Patzak studied composition and conducting in Vienna, and was originally a church musician. In 1926, he made his debut as a
self-taught tenor; after one season each in Liberec/Reichenberg and Brno/Brünn, he was one of the leading tenors of the
Bavarian State Opera Munich from 1928 to 1945, and of the Vienna State Opera from 1946 to 1959; he retired in 1966. Guest
appearances: Salzburg festival (many, many appearances from 1938 to 1953), Covent Garden (several times from 1938 to 1954),
Rome, Florence, Amsterdam, Antwerp, Stockholm, Copenhagen, Strasbourg, Budapest, Prague.

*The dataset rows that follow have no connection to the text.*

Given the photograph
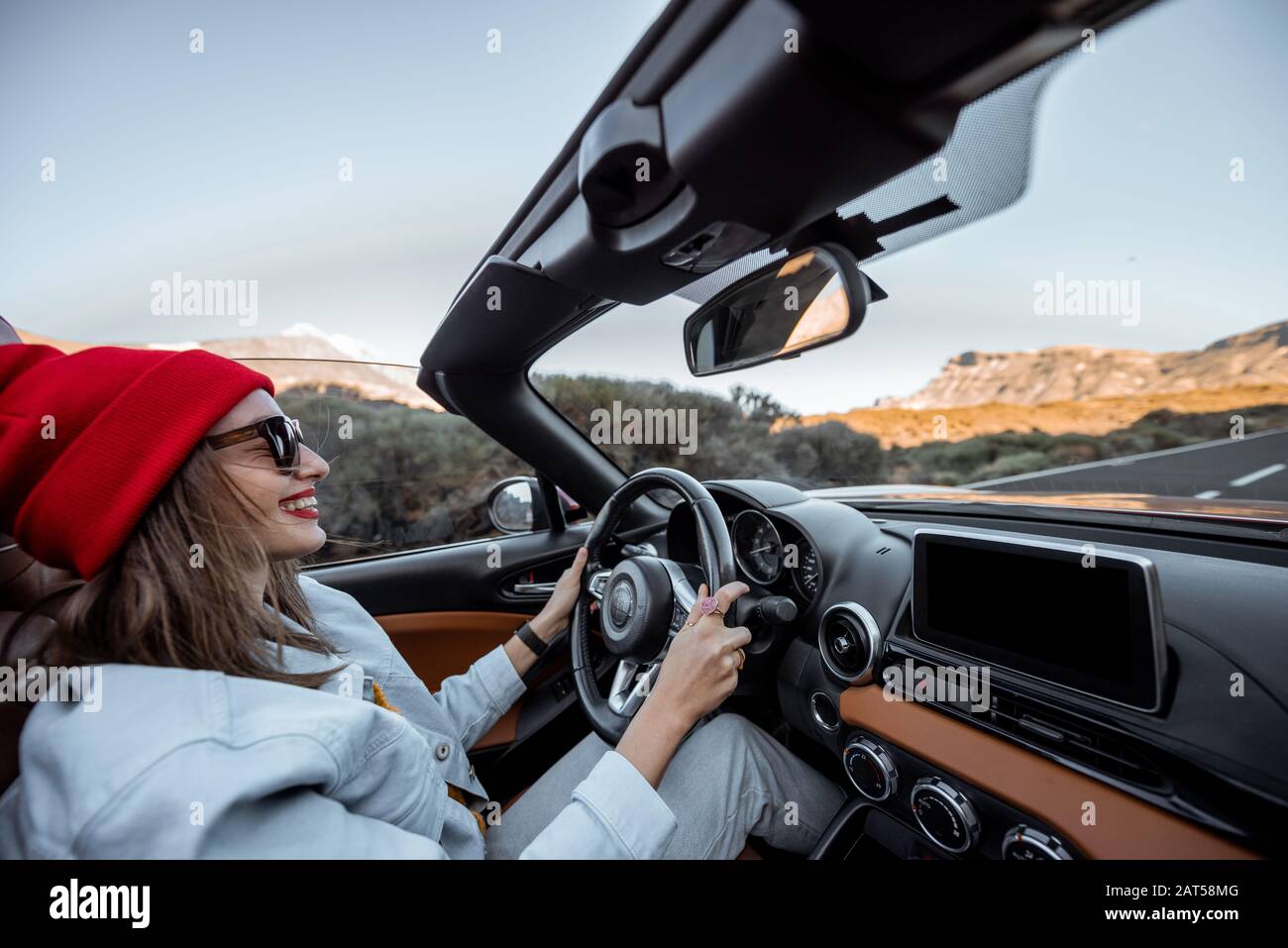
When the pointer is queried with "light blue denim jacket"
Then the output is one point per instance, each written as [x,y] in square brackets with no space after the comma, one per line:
[178,764]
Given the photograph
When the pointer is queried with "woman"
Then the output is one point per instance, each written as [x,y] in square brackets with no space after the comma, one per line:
[244,710]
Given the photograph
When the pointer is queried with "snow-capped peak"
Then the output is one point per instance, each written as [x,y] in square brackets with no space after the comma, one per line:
[349,346]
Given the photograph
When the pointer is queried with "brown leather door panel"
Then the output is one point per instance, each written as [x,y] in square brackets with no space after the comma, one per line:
[1125,828]
[441,644]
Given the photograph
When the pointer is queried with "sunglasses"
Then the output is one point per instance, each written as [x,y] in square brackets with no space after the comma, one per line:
[279,433]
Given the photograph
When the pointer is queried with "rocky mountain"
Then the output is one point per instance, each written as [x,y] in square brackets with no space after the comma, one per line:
[1081,372]
[301,357]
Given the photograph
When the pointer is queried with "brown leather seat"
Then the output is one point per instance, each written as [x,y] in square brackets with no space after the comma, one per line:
[25,584]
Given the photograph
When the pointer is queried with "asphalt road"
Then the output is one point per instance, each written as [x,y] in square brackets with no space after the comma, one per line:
[1254,468]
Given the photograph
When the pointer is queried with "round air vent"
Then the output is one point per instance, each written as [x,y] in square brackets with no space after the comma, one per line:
[850,642]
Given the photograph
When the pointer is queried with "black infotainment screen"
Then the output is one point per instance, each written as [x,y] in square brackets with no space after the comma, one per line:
[1073,616]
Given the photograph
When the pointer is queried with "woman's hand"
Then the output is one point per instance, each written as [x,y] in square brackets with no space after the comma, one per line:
[554,614]
[700,666]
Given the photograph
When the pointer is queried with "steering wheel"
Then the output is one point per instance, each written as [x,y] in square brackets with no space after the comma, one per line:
[643,600]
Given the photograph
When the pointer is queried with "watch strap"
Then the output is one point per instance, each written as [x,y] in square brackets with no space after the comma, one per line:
[535,643]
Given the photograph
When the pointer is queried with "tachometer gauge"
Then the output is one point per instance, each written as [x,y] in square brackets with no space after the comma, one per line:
[758,548]
[805,575]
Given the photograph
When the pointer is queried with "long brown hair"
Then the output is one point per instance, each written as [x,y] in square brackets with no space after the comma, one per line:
[154,604]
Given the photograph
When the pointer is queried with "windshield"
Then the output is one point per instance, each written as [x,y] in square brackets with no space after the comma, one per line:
[1119,330]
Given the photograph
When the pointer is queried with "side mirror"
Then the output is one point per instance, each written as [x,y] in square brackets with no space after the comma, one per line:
[812,298]
[518,506]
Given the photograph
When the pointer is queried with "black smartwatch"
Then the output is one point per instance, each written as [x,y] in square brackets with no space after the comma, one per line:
[531,639]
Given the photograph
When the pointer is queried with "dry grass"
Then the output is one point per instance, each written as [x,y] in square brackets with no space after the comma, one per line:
[912,427]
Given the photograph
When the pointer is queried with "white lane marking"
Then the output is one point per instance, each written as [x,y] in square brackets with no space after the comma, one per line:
[1257,474]
[1112,462]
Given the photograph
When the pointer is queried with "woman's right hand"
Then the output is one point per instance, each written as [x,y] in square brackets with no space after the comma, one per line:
[700,665]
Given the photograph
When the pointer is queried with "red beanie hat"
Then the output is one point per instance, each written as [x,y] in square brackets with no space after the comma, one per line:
[89,440]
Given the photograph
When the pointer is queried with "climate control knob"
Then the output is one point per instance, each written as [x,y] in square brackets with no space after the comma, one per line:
[944,814]
[1024,843]
[871,769]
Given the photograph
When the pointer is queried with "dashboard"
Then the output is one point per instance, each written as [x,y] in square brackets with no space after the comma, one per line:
[1022,689]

His repertory was incredibly wide and varied, from Bach to Britten, from Adam in Zeller's Vogelhändler to German, from
David to Bacchus, from Nureddin to Luigi, opera, operetta, lied, oratorio. He was considered a specialist for Mozart, Schubert
and Wolf, his most successful operatic roles were Florestan, Matthias (Der Evangelimann by Kienzl) and Palestrina, besides his
Mozart of course: Belmonte, Tito, Tamino.
I used to be convinced that his transparent, thin, airy voice was small (and his records still leave me with that impression),
but that's wrong, totally wrong. I realized when I had the chance to view a rare, early, unpublished Austrian TV production of
Salome, with Patzak as Herodes and Hans Hotter as Jochanaan, basically a live performance in a TV studio. Now I can tell from
personal experience that Hotter had a voice of almost frightening volume – certainly the largest voice that I've ever
heard in a theater. And in that TV Salome, it became clear that Patzak's voice was hardly smaller than Hotter's!! So what he was
lacking in heft, steel and edge, he made up for by volume, which explains how he could sing German, Grigorij, Kaiser or Bacchus.

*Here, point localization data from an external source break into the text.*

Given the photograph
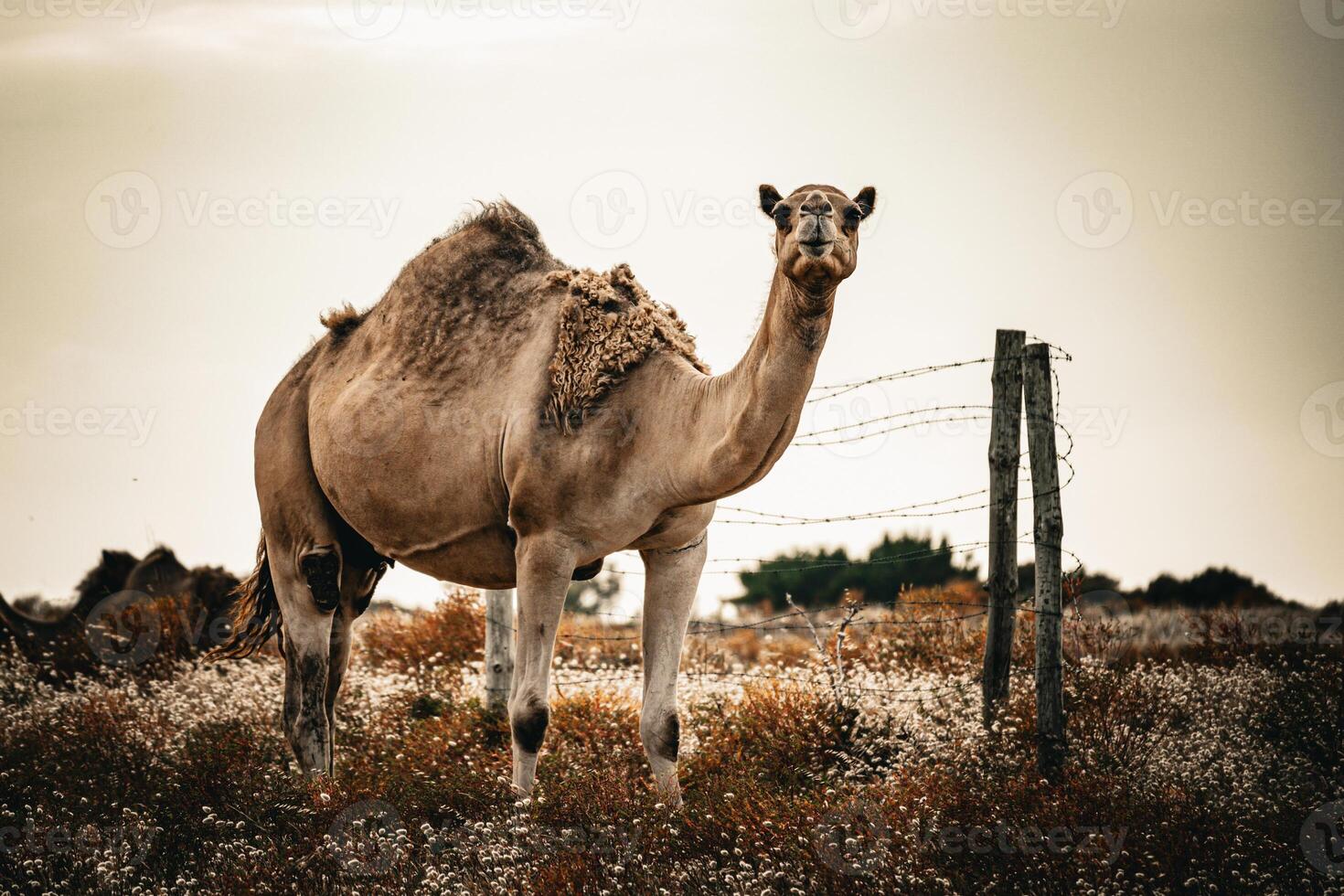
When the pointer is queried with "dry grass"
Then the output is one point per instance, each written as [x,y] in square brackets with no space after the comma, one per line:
[1199,758]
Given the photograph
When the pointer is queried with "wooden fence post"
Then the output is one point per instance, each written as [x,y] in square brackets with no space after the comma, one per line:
[1004,457]
[499,647]
[1050,531]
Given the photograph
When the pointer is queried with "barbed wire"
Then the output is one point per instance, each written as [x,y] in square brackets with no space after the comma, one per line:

To judge Patzak's singing is difficult for me: his diction distracts me to the extent of having to back out. I think for anyone
familiar with the Viennese dialect, it's impossible to take Patzak seriously, i. e. to find him credible in any serious music.
It's admittedly fascinating, to some extent, to hear such a pure, original Viennese dialect, long since superimposed by the
urban slang of a large modern city. Karl Terkal spoke the same lower-class
Viennese dialect in real life – but had a beautiful, impeccable German diction when singing. Patzak, in sharp
contrast, never learned proper German; he uses those flat, chewed, stretched-out vowels and almost irrecognizably soft
consonants that one would expect from a Vienna marketer or innkeeper also when singing Verdi or Massenet. He even uses them when
singing Italian!! That pronunciation may be endearing in the right kind of music, but it inevitably makes your funnybone tickle
if you listen to some tragic or dramatic aria, and have to think of Ottakring all the time (Ottakring is the paradigmatic
proletarian district of Vienna where such a diction is, or was, at home).
Of course, Patzak was really great when singing popular Viennese songs, or selections from those theatrical comedies with
incidental music that were such a beloved genre in 19th century Vienna. In opera, I admit that he was a great Herodes and Mime;
everything else is, I guess, only for those who don't understand German.